Why World Bank cancelled $500 million loan to Pakistan – Times of India


The World Bank has withdrawn a budget support loan of more than $500 million to Pakistan as a result of the country failing to fulfil critical conditions within the time limit. The required conditions included revising the purchase power agreement in relation to the China-Pakistan Economic Corridor, according to The Express Tribune.
The Washington-based international lender also declared that it would not be sanctioning any new budget supporting loans to the country during the current fiscal year which has sent a shock to the Pakistani economy as the country has almost exhausted its loan quota.
“No budget support is planned for the current fiscal year, which ends in June 2025,” the World Bank spokesperson stated.
For this fiscal year, the IMF has identified a $2.5 billion external financing gap that needs to be addressed through new loans.
The PACE program
The World Bank has canceled a loan of $500 to $600 million meant for Pakistan under the Affordable and Clean Energy Program (PACE-II), government sources revealed. Initially set at $500 million, the loan amount was later raised to $600 million to help address Pakistan’s external financing gap, quoted news agency ANI.

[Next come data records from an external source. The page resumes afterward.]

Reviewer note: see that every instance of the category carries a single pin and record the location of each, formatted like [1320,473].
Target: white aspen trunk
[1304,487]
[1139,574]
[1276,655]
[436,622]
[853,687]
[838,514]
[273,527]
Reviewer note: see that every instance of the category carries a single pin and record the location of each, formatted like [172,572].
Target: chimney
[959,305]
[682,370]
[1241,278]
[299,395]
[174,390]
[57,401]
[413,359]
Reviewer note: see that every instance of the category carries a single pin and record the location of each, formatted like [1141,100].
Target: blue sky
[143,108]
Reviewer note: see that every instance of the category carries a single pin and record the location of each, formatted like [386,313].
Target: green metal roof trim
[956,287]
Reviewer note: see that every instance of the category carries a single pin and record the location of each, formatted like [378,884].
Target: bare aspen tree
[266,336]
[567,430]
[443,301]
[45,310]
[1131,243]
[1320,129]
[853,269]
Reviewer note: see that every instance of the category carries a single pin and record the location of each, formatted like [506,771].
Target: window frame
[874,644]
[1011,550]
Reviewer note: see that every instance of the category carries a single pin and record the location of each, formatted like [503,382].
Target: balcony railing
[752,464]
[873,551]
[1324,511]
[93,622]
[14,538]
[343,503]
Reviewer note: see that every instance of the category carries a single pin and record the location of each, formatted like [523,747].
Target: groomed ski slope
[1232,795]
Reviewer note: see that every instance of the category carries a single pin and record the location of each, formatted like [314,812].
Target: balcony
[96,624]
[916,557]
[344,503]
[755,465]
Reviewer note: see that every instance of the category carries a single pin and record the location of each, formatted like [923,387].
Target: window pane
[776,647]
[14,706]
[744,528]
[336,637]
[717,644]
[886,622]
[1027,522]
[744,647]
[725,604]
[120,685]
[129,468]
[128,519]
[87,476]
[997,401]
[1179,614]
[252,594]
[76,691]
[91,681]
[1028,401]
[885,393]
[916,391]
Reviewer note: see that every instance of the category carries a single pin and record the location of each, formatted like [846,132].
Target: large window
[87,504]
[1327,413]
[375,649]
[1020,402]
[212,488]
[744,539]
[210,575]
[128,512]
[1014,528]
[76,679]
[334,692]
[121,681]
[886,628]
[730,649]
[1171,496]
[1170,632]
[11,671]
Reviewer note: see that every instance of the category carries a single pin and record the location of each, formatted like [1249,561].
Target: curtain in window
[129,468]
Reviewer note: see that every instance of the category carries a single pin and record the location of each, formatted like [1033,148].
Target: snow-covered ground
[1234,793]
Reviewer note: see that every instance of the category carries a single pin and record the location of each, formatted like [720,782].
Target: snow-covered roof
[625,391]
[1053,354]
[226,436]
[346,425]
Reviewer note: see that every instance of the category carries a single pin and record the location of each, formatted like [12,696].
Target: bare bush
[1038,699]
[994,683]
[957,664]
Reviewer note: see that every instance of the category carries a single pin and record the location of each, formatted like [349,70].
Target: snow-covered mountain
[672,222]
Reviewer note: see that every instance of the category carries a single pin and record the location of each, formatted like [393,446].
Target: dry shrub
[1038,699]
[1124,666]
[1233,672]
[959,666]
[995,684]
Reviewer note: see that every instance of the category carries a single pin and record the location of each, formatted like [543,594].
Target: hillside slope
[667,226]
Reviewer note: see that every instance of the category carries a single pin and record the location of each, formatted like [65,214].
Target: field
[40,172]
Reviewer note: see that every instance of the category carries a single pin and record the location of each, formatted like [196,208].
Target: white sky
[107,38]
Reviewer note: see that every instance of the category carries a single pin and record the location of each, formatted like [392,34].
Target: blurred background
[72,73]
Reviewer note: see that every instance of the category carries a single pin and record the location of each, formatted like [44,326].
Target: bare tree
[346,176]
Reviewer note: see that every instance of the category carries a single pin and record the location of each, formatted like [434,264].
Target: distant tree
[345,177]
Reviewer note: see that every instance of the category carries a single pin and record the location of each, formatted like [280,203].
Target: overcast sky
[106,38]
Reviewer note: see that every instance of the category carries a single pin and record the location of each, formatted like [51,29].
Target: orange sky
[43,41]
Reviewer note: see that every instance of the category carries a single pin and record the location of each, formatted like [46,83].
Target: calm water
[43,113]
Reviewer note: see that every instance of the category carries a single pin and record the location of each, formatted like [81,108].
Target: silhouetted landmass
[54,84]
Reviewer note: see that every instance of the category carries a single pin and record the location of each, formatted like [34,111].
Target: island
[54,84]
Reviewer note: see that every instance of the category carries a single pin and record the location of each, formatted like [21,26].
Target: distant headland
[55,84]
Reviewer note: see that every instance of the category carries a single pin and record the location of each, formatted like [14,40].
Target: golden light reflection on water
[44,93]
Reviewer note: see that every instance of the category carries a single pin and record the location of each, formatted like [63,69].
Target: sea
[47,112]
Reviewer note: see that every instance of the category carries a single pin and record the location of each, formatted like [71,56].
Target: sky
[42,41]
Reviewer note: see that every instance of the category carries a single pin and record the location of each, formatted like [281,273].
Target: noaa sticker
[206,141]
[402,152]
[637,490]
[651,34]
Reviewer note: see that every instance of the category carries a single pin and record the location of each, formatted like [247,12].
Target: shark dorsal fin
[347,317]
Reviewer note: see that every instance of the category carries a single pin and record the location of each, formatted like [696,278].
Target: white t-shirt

The PACE program was approved by the World Bank in June 2021, with the first tranche of USD 400 million already released. The second installment depended on meeting several conditions, such as holding talks with all Independent Power Producers (IPPs), especially the Chinese power plants built under CPEC. It was discovered that no progress had been made in renegotiating agreements with CPEC-related power plants as China has consistently refused to revisit these deals or restructure the energy debt, which amounts to approximately $16 billion.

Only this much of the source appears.